Protesters in Bahrain Demand More Changes
By Michael Slackman and Nadim Audi
The New York Times
February 25, 2011
MANAMA, Bahrain — In by far the largest protest yet here, tens of thousands of demonstrators packed the city’s streets on Friday and closed a stretch of highway as they demanded that their king dissolve the government and agree to a transition to a true constitutional monarchy.
The protest — which appeared to be twice as large as one on Tuesday that drew about 100,000 people — cut through Manama, the capital, with staggering numbers for a population of just 500,000. They marched in two huge, roaring crowds from the south and from the west, converging at Pearl Square.
“This is another great day for our movement,” said Abbas al-Mawali, 30, a security guard who joined the march. “We won’t stop until our demands are met. We will have a march like this every day if we have to.”
But after 11 days of protests, King Hamad ibn Isa al-Khalifa has slowly moved to meet protesters’ demands, taking incremental steps. Late Friday, he fired three cabinet ministers, but not the prime minister — one of the opposition’s top demands. He also has not addressed the issue of democratic change.
His emphasis appears to have been on defusing the protests and repairing the damage to Bahrain’s international reputation after the army fired on protesters last week, as well as on limiting concessions to ones that do not affect the government’s power.
“The government released prisoners and said it will investigate what happened; it will make some small changes in the government,” said a rights worker who is not being identified to protect him from potential reprisals by the government. “The whole region is changing. Now is our chance. I am saying, If we don’t do this now, we never will.”
The protesters, meanwhile, have not articulated a strategy for bringing about change, beyond new protests and camping out in the square.
The unrest has been led by members of the nation’s Shiite majority, who have long been politically marginalized and who have accused the Sunni king and his government of discrimination.
In a shift on Friday, it was the Shiite religious leaders who called for protests, rather than the political opposition. Although some of the chants on Friday had a religious cast — with some people shouting “victory comes from God” — the protesters’ demands remained the same, emphasizing a nonsectarian call for democracy and the downfall of the government.
Since the start of the crisis, the government’s response has evolved. First the king unleashed his armed forces, who killed seven protesters and wounded dozens. Then, under international pressure, he withdrew the police and military from the capital, called for a national dialogue, released 300 political prisoners and pointed to the protests as evidence of his government’s tolerance.
His government is also working with a public relations agency based in Britain, the Bell Pottinger Group, which says on its Web site that “we understand how to create, build and protect reputations in the modern age.”
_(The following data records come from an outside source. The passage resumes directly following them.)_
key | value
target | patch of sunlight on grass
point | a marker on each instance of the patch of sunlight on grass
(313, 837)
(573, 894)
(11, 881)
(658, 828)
On Friday, Bell Pottinger staff members distributed a statement from the government’s spokeswoman, Maysoon Sabkar, saying in part, “The Crown Prince has called on all parts of society to engage in the national dialogue to progress reform.”
On Thursday, Ms. Sabkar read a statement referring to the killings by government forces as “regrettable incidents” and announced that the king’s son, the crown prince, had called for Friday to be a national day of mourning, and that the king “extended condolences to the families” of the dead.
Ms. Sabkar also said there were no shots fired from a helicopter or from a building last Friday. But she said she was not authorized to say who ordered the army to fire at all or where the shots came from that killed one man and wounded dozens of others. Witnesses said they had seen shots fired from a helicopter and a nearby building.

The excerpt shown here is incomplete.